Bij het opzetten van een gehandicaptengroep wordt geschat:
- Mogelijkheid tot zelfbediening.
- Mogelijkheid om onafhankelijk te bewegen.
- Geschiktheid van oriëntatie in ruimte en tijdop voorwaarde dat er geen pathologie van mentale activiteit is (gehoor en zicht worden beoordeeld).
- Communicatieve functies, het vermogen om te gebaren, schrijven, lezen, enz.
- Het niveau van controle over het eigen gedrag (naleving van de wettelijke, morele en ethische normen van de samenleving).
- Leerbaarheid, de mogelijkheid om nieuwe vaardigheden te verwerven, andere beroepen onder de knie te krijgen.
- Inzetbaarheid.
- Mogelijkheid om te blijven werken in het kader van iemands professionele activiteit na revalidatie en wanneer speciale voorwaarden worden gecreëerd.
- Functionaliteit en beheersing van de prothese.
Eerste groep
Indicaties voor toewijzing van de eerste groep:
- Amputatie van beide benen op heuphoogte.
- Afwezigheid van vier vingers (inclusief de eerste vingerkootjes) aan beide handen.
- Amputatie van de handen.
Tweede groep
- Amputatie van drie vingers (met de eerste vingerkootjes) van beide handen.
- Verwijder 1 en 2 vingers.
- Afwezigheid van 4 vingers met behoud van de eerste vingerkootjes.
- Amputatie van vingers aan de ene hand met een hoge stomp van de tweede hand.
- Werking volgens Chopard en Pirogov.
- Hoge resecties van één been, gecombineerd met de afwezigheid van vingers van één hand of oog.
- Amputatie van één arm en oog.
- Heup- of schouderexarticulatie.
Derde groep
- Eenzijdige amputaties van vingers zonder verwijdering van de eerste falanx.
- Bilaterale vingeramputatie.
- Hoge amputatie van een been of arm.
- Verwijdering van beide h altes langsSharpe.
- Het verschil in beenlengte is meer dan 10 cm.
Revalidatie na amputatie
Naast het anatomische defect leidt amputatie van een ledemaat tot ernstig psychologisch trauma voor de patiënt. De patiënt sluit af met gedachten aan zijn eigen minderwaardigheid in de ogen van de samenleving, gelooft dat zijn leven voorbij is.
Het succes van verdere protheses wordt niet alleen bepaald door de tijdigheid van de operatie, de mate van amputatie en verdere goede verzorging van de stomp.
Op de 3e-4e dag na amputatie begint het voorkomen van flexiecontracturen en stompbewegingen. Na het verwijderen van de hechtingen wordt een actieve training van de stompspieren aanbevolen. Een maand later beginnen ze de eerste prothese te passen.
Het belangrijkste doel van revalidatiemaatregelen is het stabiliseren van de psychologische toestand van de patiënt en het vormen van een adequate houding ten opzichte van protheses.
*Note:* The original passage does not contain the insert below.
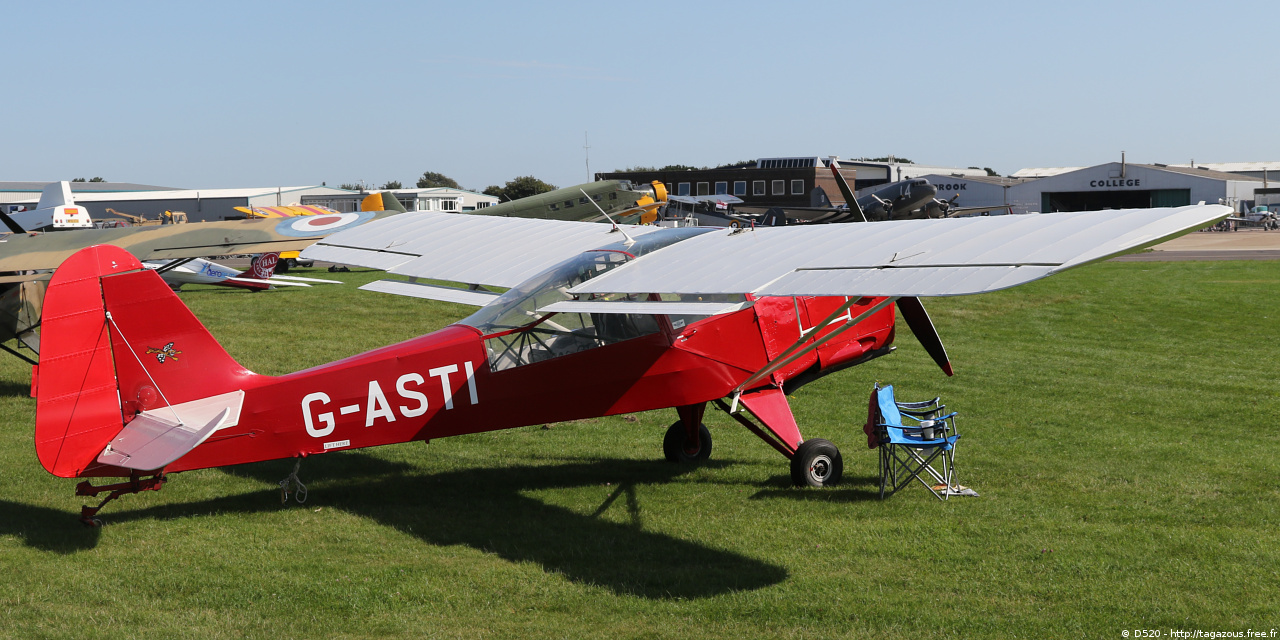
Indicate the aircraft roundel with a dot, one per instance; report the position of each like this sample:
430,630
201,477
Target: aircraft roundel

Verdere activiteiten zijn:
- de prothese leren gebruiken;
- een reeks trainingen om de prothese te activeren en de opname ervan in het algemene motorische stereotype;
- normalisatie van de coördinatie van bewegingen, het gebruik van therapeutische en trainingsprothesen.
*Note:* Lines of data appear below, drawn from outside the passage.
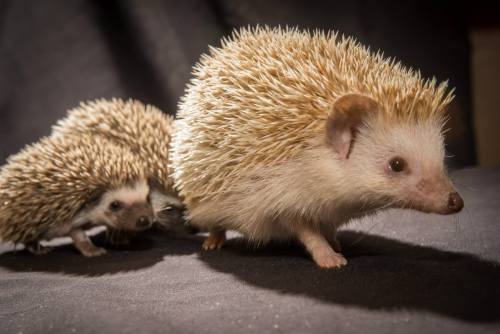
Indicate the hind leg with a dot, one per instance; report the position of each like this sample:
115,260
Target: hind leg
330,233
84,245
215,239
34,247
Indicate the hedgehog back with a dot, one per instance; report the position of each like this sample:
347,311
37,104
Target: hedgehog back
43,186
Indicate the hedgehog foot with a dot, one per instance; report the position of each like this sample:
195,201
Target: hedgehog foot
321,251
84,245
36,248
118,238
215,240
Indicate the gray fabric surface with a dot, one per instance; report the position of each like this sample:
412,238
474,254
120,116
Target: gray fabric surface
408,272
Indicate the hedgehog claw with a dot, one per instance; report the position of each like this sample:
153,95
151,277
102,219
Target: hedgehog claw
215,240
37,249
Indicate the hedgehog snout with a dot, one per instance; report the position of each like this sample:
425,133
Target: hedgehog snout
455,202
143,222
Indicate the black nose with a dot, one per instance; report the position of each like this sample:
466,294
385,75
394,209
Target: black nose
455,202
143,222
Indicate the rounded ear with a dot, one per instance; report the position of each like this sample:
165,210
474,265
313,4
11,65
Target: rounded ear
346,115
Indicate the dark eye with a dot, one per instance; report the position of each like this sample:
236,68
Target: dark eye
115,206
397,164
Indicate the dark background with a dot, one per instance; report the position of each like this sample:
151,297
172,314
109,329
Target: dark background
54,54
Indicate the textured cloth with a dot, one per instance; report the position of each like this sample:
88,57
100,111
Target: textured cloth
407,272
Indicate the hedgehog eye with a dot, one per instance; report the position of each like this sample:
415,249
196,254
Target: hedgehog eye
115,206
397,164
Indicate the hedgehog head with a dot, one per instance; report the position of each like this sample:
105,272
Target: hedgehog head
397,162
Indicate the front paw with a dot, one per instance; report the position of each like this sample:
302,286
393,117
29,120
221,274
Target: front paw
330,260
214,241
93,252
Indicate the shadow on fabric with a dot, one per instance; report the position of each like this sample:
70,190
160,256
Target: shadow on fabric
143,252
382,274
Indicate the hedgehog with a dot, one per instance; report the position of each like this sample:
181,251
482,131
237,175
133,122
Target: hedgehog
284,134
143,129
63,185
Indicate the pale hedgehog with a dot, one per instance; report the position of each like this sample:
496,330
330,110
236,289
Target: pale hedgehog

- Maatregelen voor sociale rehabilitatie, aanpassing van de patiënt aan het leven met een prothese;
- ontwikkeling van een individueel revalidatieprogramma, omscholing en verdere werkgelegenheid (voor groepen 2 en 3).
Bij fantoompijn in een geamputeerd ledemaat worden novocaïneblokkade, hypnose en psychotherapiesessies aanbevolen. Als er geen verbetering is, kan een operatie worden uitgevoerd.interventies met resectie van de aangedane zenuw.